They would buy genius in these days like
wine, and throw aside the flask in which it ripened.
Raffaelle and Buonarotti were companions for a pope
and his cardinals: Titian was an honored guest for the
doge. The stimulus to immortalize these noble friends
was in the love they bore them; and the secret of their
power to do it lay half in the knowledge of their characters,
gained by daily intimacy. Painters were princes
then, as they are beggars now; and the princely art is
beggared as well!”

The marchesa del Marmore stepped out upon
the balcony, leaning on the arm of the grand
chamberlain. The soliloquizing secretary had foretold
to himself both her coming and her companon.

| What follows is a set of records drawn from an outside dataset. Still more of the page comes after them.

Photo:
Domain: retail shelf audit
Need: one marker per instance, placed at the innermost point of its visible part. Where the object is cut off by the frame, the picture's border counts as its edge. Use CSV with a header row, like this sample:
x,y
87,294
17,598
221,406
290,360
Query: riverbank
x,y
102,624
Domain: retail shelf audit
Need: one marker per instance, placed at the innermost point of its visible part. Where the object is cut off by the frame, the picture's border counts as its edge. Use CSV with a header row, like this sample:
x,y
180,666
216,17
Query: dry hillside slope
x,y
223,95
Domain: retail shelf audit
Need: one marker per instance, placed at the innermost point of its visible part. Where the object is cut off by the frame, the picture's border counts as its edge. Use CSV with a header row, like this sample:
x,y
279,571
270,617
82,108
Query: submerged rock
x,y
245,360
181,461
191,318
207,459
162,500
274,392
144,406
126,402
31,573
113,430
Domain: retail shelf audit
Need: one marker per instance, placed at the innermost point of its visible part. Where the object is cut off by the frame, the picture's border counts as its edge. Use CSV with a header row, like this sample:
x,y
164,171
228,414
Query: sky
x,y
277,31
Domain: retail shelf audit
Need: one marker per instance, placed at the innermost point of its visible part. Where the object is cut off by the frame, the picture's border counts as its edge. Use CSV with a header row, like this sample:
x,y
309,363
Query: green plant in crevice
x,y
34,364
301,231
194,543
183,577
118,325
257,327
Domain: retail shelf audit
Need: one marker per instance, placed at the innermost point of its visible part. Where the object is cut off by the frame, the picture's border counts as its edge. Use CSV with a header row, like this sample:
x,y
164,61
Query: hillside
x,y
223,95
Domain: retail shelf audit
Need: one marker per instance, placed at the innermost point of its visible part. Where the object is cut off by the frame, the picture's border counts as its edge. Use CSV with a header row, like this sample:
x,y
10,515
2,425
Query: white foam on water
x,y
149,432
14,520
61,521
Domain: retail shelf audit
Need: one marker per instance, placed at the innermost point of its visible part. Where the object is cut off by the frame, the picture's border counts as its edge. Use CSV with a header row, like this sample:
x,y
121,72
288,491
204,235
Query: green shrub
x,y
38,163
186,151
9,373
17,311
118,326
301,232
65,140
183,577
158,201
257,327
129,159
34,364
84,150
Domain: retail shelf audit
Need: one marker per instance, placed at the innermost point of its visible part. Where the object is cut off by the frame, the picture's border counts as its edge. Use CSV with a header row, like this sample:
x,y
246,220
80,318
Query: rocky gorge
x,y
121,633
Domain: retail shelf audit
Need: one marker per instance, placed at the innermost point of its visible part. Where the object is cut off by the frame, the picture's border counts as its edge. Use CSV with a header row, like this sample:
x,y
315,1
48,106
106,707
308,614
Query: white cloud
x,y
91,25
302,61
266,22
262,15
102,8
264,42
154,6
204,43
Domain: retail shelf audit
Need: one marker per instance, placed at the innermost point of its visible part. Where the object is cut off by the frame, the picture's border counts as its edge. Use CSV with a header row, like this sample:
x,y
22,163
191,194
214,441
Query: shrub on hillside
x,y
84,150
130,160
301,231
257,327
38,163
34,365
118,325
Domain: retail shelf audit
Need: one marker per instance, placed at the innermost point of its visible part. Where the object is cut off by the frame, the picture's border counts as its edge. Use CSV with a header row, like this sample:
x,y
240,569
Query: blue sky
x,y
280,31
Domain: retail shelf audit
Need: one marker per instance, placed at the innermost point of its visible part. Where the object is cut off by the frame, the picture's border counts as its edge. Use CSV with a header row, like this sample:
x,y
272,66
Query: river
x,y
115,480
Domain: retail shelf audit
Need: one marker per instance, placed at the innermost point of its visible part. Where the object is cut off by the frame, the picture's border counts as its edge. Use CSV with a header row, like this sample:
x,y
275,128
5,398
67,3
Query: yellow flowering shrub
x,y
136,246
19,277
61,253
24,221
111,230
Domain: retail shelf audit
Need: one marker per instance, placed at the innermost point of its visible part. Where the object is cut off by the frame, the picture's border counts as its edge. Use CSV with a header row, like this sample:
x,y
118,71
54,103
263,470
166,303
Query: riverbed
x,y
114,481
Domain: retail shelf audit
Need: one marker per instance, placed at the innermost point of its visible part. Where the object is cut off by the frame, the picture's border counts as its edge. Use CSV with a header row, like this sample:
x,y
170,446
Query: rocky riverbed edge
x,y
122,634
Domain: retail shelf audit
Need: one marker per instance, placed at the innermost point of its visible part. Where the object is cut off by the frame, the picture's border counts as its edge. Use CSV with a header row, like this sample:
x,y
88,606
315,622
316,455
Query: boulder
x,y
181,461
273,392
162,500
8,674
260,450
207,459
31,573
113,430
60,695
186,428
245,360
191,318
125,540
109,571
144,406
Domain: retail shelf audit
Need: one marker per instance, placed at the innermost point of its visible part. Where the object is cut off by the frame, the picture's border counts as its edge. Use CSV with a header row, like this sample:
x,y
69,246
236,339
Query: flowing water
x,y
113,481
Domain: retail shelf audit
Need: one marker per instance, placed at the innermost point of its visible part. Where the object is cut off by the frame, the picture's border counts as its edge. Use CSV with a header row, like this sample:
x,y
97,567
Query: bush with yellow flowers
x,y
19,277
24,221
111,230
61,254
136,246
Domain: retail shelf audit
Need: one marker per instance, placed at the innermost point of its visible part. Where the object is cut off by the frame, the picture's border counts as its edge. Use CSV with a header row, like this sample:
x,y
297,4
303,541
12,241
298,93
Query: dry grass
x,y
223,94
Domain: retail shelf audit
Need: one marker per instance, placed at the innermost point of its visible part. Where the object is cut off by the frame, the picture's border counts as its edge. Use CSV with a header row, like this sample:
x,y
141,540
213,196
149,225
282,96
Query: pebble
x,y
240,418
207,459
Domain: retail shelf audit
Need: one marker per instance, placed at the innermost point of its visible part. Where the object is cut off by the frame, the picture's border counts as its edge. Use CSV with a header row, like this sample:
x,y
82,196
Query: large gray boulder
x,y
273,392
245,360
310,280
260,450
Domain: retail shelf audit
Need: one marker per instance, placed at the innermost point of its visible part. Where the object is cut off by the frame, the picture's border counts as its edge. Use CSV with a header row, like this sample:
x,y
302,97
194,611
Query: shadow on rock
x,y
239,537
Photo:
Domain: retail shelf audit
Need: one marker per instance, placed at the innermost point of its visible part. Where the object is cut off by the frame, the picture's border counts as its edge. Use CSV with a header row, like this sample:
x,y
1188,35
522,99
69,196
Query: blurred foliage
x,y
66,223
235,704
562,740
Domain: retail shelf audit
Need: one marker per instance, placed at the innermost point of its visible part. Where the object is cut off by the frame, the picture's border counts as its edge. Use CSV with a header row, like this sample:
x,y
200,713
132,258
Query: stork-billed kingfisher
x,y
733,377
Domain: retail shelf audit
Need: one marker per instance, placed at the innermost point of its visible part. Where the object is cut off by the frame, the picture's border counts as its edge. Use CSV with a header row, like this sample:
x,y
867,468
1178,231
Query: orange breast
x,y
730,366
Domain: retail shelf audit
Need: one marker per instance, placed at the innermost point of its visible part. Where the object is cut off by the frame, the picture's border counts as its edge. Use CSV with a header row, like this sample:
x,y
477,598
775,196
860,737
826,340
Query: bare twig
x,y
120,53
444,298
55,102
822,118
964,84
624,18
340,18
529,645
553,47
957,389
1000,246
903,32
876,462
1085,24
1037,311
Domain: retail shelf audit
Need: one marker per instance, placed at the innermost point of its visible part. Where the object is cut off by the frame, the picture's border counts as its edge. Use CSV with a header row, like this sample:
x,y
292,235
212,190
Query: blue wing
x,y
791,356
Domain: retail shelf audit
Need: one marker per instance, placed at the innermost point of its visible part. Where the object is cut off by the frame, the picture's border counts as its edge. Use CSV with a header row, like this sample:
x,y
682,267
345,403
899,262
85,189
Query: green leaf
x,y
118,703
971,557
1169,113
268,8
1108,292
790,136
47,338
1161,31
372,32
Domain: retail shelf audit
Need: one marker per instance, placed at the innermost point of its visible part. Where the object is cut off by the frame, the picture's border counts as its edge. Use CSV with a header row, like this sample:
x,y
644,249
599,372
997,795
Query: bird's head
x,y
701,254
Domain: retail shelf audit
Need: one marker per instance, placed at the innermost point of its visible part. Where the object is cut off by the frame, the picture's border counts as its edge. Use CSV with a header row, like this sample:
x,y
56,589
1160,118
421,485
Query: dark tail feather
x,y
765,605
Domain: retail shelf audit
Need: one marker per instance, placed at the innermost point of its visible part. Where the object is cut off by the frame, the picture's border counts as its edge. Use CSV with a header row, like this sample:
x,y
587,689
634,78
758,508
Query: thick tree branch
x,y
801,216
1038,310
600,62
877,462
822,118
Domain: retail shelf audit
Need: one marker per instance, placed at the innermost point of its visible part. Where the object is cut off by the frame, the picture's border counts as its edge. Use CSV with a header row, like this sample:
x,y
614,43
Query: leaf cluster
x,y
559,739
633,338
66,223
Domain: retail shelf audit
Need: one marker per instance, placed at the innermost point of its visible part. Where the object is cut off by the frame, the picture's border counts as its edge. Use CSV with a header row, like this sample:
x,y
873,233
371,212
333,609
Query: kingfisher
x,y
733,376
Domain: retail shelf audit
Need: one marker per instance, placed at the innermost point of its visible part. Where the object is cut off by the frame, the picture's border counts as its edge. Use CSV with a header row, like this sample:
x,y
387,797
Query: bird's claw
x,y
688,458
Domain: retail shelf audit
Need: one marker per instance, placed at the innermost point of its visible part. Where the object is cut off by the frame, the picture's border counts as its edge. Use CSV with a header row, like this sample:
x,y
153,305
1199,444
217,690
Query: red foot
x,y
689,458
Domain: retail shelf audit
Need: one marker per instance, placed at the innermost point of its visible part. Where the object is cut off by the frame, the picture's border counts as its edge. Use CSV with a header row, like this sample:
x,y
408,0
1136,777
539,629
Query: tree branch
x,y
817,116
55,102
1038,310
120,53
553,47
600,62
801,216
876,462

“Monsieur le comte,” said the chamberlain, “la
marchesa del Marmore wishes for the pleasure of your
acquaintance.”

Count Basil bowed low, and in that low and musical
tone of respectful devotion which, real or counterfeit,
made him irresistible to a woman who had a soul to be
thrilled, he repeated the usual nothings upon the beauty
of the night; and when the chamberlain returned
to his duties, the marchesa walked forth with her
companion to the cool and fragrant alleys of the garden,
and, under the silent and listening stars, implored
forgiveness for her pride; and, with the sudden abandonment
peculiar to the clime, poured into his ear
the passionate and weeping avowal of her sorrow and
love.

“Those hours of penitence in the embayed window,”
thought Count Basil, “were healthy for your
soul.” And as she walked by his side, leaning heavily
on his arm, and half-dissolved in a confiding tenderness,
his thoughts reverted to another and a far sweeter
voice; and while the caressing words of the marchesa
fell on an unlistening ear, his footsteps insensibly turned
back to the lighted hall.

6. VI.

As the daylight stole softly over Vallombrosa, the
luxurious chariot of the marchesa del Marmore stopped
at the door of Count Basil. The lady Geraldine's suit
had been successful; and the hitherto excluded Florentine
had received, from the hand of the man she had
once so ignorantly scorned, a privilege for which she
would have bartered her salvation: she had supped at
his side in the saloon of Hercules. With many faults
of character, she was an Italian in feeling, and had a
capacity, like all her countrywomen, for a consuming
and headlong passion. She had better have been born
of marble.

“I have lifted you to heaven,” said Count Basil, as
her chariot-wheels rolled from his door; “but it is as
the eagle soars into the clouds with the serpent. We
will see how you will relish the fall!”

2. PART II.

The grand-duke's carriages, with their six horses
and outriders, had turned down the Borg'ognisanti,
and the “City of the Red Lily,” waking from her
noonday slumber, was alive with the sound of wheels.
The sun was sinking over the Apennine which kneels
at the gate of Florence; the streets were cool and
shadowy; the old women, with the bambina between
their knees, braided straw at the doors; the booted
guardsman paced his black charger slowly over the
jeweller's bridge; the picture-dealer brought forward
his brightest “master” to the fading light; and while
the famous churches of that fairest city of the earth
called to the Ave-Maria with impatient bell, the gallantry
and beauty of Tuscany sped through the dampening
air with their swift horses, meeting and passing
with gay greetings amid the green alleys of the Cascine.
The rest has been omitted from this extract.